Nous pouvons également amener les jeunes à réfléchir autour de ces sujets. Par exemple, lorsqu’une femme est à moitié nue sur une pub pour nous vendre je ne sais quel produit, nous pouvons en profiter pour les questionner. « Qu’en penses-tu? » « Trouves-tu cela normal ? Souhaitable ? » « Que ressentirais-tu à la place de cette femme ? » Etc.

 

Pour les plus grands, il est important de parler de ce qu’est une agression sexuelle, de ce qu’est un viol et de casser les mythes qui les entourent. Je pense qu’il faut également parler des conséquences de ces violences sur les victimes. Apprenons aux garçons que les choses ne doivent jamais s’obtenir par la force, et que personne ne doit abuser des faiblesses de l’autre pour en tirer des bénéfices. Non, on ne plaque pas une fille contre un mur pour l’embrasser par surprise, c’est pas romantique. Non, on ne profite pas du fait qu’elle ait bu de l’alcool pour obtenir des faveurs sexuelles : son oui ne sera sans doute pas un réel consentement. Etc.

Parlons-leur du vrai sexe, pas celui qu’on voit dans les films. Parlons-leur de plaisir partagé.

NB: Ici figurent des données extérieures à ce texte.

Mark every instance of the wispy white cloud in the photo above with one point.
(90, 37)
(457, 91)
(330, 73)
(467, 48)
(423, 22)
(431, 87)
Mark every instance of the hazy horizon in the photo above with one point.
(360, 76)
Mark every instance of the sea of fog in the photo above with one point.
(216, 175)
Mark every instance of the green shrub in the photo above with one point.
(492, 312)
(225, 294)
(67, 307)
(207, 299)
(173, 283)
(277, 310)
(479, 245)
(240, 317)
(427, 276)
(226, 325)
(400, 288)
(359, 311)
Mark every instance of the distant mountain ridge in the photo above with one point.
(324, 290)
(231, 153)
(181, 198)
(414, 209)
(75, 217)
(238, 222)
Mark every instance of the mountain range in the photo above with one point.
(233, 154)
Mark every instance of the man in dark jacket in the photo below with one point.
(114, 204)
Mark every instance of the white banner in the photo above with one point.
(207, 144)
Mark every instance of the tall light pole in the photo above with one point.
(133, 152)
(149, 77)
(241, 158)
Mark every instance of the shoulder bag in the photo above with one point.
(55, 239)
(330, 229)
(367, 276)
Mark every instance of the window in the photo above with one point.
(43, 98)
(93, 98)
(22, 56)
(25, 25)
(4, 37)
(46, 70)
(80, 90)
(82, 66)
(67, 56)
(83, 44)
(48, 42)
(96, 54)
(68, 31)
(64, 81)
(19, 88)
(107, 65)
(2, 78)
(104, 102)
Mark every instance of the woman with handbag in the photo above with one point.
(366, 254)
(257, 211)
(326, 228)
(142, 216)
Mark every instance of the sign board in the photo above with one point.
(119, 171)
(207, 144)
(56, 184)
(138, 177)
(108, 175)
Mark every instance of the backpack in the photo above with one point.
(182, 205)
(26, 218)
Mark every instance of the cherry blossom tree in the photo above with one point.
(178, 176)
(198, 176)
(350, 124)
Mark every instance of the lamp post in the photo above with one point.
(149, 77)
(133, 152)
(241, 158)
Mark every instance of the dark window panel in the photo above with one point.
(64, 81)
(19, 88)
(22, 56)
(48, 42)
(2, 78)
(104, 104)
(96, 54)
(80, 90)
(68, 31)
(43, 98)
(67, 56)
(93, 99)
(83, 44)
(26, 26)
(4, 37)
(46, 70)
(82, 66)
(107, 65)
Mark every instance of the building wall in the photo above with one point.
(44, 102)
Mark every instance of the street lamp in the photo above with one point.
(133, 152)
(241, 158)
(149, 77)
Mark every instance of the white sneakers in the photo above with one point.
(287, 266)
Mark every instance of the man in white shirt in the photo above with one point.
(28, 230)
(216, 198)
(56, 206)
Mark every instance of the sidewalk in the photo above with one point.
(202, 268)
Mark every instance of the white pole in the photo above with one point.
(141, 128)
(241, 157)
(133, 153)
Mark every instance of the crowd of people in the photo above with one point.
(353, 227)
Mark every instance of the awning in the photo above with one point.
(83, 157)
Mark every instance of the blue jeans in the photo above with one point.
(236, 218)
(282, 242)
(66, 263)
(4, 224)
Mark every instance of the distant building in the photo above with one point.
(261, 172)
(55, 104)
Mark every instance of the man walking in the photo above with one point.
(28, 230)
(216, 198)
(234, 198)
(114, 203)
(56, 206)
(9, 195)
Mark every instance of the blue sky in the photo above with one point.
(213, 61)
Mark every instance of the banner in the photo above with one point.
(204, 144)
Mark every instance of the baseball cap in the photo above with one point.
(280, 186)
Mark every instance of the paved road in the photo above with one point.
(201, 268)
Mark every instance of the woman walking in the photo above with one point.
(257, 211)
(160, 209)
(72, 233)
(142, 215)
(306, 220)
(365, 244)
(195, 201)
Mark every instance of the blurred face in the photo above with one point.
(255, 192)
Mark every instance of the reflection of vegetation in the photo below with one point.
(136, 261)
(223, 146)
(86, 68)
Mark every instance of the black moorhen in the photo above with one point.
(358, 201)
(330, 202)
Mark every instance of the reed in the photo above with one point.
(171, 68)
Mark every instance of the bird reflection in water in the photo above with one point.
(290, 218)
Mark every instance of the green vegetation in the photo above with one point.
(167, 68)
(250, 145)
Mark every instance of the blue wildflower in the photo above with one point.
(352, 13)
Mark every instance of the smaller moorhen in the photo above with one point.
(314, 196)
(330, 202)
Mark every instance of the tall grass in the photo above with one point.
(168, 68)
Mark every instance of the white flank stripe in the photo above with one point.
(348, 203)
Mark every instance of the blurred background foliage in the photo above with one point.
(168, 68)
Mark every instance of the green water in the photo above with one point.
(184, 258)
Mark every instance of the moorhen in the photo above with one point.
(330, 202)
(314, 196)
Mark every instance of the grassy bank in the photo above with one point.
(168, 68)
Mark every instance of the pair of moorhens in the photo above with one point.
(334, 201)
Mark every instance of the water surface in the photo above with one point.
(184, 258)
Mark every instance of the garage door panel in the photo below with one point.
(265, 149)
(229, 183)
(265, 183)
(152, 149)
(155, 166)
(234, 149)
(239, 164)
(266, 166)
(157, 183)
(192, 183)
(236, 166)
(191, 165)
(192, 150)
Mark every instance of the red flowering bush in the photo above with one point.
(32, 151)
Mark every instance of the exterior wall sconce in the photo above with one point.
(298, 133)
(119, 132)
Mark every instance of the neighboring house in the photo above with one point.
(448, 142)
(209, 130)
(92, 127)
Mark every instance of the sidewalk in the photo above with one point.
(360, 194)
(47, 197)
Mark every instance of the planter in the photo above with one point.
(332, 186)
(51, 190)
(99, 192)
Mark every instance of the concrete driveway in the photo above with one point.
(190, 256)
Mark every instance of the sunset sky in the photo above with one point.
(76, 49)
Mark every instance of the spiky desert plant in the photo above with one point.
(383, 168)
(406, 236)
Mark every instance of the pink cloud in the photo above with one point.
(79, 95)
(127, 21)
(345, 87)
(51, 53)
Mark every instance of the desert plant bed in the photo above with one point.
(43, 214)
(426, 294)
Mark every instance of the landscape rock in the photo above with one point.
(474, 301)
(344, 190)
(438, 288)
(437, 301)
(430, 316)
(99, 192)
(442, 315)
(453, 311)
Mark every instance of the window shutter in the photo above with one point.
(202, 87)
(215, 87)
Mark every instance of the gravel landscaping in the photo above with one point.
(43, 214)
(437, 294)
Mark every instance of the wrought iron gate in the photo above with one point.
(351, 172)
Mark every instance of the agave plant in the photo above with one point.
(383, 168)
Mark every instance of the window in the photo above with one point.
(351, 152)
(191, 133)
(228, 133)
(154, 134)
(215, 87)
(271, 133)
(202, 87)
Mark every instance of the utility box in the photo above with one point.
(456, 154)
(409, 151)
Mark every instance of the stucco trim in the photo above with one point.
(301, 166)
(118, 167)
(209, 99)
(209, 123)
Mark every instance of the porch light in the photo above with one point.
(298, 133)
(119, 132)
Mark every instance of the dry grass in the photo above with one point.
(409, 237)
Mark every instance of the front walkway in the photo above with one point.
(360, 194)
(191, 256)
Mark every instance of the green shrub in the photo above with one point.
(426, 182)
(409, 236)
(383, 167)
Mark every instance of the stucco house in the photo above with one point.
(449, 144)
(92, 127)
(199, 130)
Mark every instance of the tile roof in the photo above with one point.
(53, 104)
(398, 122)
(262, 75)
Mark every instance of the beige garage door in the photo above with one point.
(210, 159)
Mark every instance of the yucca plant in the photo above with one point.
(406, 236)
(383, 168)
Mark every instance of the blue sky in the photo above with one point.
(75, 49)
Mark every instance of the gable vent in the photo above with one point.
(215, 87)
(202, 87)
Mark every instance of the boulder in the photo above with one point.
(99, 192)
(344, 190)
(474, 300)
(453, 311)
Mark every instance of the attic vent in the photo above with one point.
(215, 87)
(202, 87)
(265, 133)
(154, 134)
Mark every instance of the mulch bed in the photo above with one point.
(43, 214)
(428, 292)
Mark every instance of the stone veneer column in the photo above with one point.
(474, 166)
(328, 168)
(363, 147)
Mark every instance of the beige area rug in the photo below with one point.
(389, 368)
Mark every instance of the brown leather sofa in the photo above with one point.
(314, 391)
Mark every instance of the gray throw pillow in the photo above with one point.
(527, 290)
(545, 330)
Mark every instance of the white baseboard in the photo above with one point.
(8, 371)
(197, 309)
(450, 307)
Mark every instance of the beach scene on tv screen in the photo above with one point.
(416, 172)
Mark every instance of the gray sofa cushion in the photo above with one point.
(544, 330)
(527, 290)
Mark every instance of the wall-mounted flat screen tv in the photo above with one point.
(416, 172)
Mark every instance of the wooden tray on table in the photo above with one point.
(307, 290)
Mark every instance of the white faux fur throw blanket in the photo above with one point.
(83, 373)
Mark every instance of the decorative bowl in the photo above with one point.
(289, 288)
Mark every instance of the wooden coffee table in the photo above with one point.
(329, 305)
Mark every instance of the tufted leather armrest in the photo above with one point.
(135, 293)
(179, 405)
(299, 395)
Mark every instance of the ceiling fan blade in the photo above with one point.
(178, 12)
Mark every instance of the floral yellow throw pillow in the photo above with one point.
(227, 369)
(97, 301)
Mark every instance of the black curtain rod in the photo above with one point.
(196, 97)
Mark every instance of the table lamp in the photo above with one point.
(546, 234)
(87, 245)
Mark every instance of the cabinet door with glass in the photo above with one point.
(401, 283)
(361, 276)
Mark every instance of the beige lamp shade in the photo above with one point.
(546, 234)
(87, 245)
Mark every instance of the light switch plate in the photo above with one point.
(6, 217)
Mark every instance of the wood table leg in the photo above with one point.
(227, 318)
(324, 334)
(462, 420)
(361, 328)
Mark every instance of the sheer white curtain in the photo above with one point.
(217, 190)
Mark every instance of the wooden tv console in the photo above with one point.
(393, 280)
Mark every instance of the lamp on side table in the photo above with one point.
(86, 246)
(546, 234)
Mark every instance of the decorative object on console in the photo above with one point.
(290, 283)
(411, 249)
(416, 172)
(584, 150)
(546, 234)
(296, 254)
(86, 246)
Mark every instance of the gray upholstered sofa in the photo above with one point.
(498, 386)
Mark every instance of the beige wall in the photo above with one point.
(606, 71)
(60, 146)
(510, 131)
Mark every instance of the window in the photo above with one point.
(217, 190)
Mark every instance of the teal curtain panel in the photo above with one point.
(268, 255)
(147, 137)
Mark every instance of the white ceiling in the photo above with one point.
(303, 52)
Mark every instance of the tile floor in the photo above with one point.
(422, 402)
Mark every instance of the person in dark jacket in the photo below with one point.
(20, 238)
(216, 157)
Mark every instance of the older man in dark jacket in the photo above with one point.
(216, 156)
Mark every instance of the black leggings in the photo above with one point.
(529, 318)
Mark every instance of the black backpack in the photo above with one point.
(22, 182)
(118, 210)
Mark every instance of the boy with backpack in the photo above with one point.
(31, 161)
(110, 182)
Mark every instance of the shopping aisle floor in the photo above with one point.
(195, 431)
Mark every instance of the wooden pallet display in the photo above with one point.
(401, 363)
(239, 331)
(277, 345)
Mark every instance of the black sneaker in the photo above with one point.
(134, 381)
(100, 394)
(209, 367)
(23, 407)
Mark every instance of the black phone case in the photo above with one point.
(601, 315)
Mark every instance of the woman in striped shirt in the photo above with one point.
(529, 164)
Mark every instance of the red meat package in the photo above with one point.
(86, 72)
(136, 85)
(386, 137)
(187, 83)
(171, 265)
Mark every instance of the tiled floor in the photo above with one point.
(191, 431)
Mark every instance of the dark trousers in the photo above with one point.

Expliquons-leur qu’un « oui » n’est pas valable pour toujours. Qu’un « oui » peut être suivi d’un non dans l’instant d’après. Qu’une salope ça n’existe pas. Que la séduction aussi est un instant de jeu qu’on partage. Que le maître mot dans tout ça est le respect. De l’autre et de soi.

 

Et enfin… Et surtout…Montrons l’exemple. Je ne le dirai jamais assez, un enfant se construit en observant les adultes qui l’entourent. Alors si on peut oublier les blagues sexistes, les tripotages « pour rire » et les réflexions du genre « Elle s’est faite violer ? Mais aussi ! Elle avait une mini-jupe ! », « Femme qui rit à moitié dans ton lit », « Les femmes aiment être forcées un peu », ou encore « Elle l’aguiche et elle va pas plus loin, la salope ! », ça aiderait bien les p’tits gars à devenir des adultes respectueux et épanouis sexuellement.